Si Téhéran impose sa domination, les conséquences pourraient être considérables. Les États-Unis enverraient alors un signal de faiblesse. Cela renforcerait automatiquement la position régionale de l’Iran.

Des négociations cruciales à Islamabad

Dans ce contexte, les négociations prévues à Islamabad prennent une dimension stratégique. Elles pourraient redéfinir les règles du jeu énergétique. Car un bloc inédit se dessine en arrière-plan. L’Iran, la Russie et la Chine avancent leurs intérêts communs.

Les chiffres donnent le vertige. L’Iran contrôlerait près de 20 % du pétrole mondial. La Russie en détient déjà environ 11 %. La Chine, de son côté, absorbe une grande part de cette production. Ce trio pourrait donc peser sur près de 30 % de l’offre globale.

Les pays du Golfe face à un dilemme

Par conséquent, les pays du Golfe pourraient adapter leur stratégie. Ils chercheraient alors un acteur capable de sécuriser leurs exportations. L’Iran apparaîtrait comme une option crédible. Ce scénario bouleverserait les alliances traditionnelles, notamment avec les États-Unis.

L’Arabie saoudite, les Émirats arabes unis et le Qatar devraient choisir leur camp. Entre leur alliance historique avec Washington et leur proximité géographique avec Téhéran, l’équation devient complexe.

La Chine et la Russie accélèrent leur stratégie d’influence

Pékin, le grand gagnant ?

Pékin joue un rôle clé dans cette crise. Malgré sa transition énergétique, la Chine dépend fortement du pétrole importé (environ 70 % de sa consommation de pétrole provient de l’importation). Elle a anticipé ce risque. Elle a signé des accords avec l’Iran et l’Arabie saoudite. Ainsi, elle sécurise ses approvisionnements.

L’accord sino-iranien de 2021 (25 ans, environ 400 milliards de dollars d’investissement) prend tout son sens aujourd’hui. La Chine bénéficie de réductions sur le pétrole iranien en échange d’investissements dans les infrastructures.

Dans le même temps, la diplomatie chinoise s’active. Pékin multiplie les échanges avec les acteurs régionaux. Elle se positionne comme médiatrice. Cette posture renforce son image de puissance stabilisatrice, loin de celle de « gendarme du monde » américain.

Sur le plan économique, une réouverture d’Ormuz profiterait rapidement à la Chine. Son commerce repose sur des routes maritimes vitales.

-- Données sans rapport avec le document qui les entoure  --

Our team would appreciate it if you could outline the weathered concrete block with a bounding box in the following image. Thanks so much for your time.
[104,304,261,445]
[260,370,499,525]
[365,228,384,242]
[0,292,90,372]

Chaque année, des milliers de navires relient ses ports à l’Europe. Une crise durable perturberait cet axe stratégique.

La Russie profite de la hausse des prix

De son côté, la Russie tire également parti de la situation. La hausse des prix du pétrole accroît ses revenus. Une augmentation de 10 % du prix du baril (soit environ 8 à 10 dollars) génère des milliards de roubles supplémentaires. Dans un contexte de tensions prolongées, cette manne devient précieuse pour Moscou, qui finance en partie ses efforts de guerre en Ukraine.

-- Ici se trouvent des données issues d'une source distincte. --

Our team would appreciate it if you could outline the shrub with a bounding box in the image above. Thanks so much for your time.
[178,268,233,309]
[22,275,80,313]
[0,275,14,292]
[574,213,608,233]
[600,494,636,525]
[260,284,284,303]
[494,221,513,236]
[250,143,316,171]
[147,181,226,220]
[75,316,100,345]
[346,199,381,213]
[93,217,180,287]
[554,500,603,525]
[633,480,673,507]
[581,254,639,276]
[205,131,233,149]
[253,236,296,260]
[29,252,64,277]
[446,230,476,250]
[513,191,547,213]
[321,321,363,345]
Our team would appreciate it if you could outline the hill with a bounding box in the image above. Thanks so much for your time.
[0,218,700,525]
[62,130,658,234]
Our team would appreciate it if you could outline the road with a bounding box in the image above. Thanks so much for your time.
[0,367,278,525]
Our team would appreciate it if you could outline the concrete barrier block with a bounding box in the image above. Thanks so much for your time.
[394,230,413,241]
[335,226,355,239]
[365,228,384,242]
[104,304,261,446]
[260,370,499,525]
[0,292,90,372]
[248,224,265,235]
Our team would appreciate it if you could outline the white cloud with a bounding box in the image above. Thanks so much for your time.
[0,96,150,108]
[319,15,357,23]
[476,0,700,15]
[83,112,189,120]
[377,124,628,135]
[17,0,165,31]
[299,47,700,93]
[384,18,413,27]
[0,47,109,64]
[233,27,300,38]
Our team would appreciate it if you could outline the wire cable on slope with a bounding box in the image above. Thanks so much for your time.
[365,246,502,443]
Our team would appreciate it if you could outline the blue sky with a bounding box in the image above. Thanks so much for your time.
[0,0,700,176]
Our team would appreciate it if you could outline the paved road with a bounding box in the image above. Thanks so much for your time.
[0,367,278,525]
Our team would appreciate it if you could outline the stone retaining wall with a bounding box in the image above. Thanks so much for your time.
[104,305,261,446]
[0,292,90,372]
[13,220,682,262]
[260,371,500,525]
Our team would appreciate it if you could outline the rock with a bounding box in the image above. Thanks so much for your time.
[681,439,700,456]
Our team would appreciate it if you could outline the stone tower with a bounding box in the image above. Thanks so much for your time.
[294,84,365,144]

Par ailleurs, cette dynamique confirme un discours soutenu depuis des années par Vladimir Poutine. Il défend l’idée d’un monde multipolaire. Ce modèle remet en cause la domination occidentale. Aujourd’hui, les faits semblent lui donner raison. Les États-Unis peinent à imposer leur loi en mer d’Oman, tandis que l’Iran défie ouvertement la marine américaine.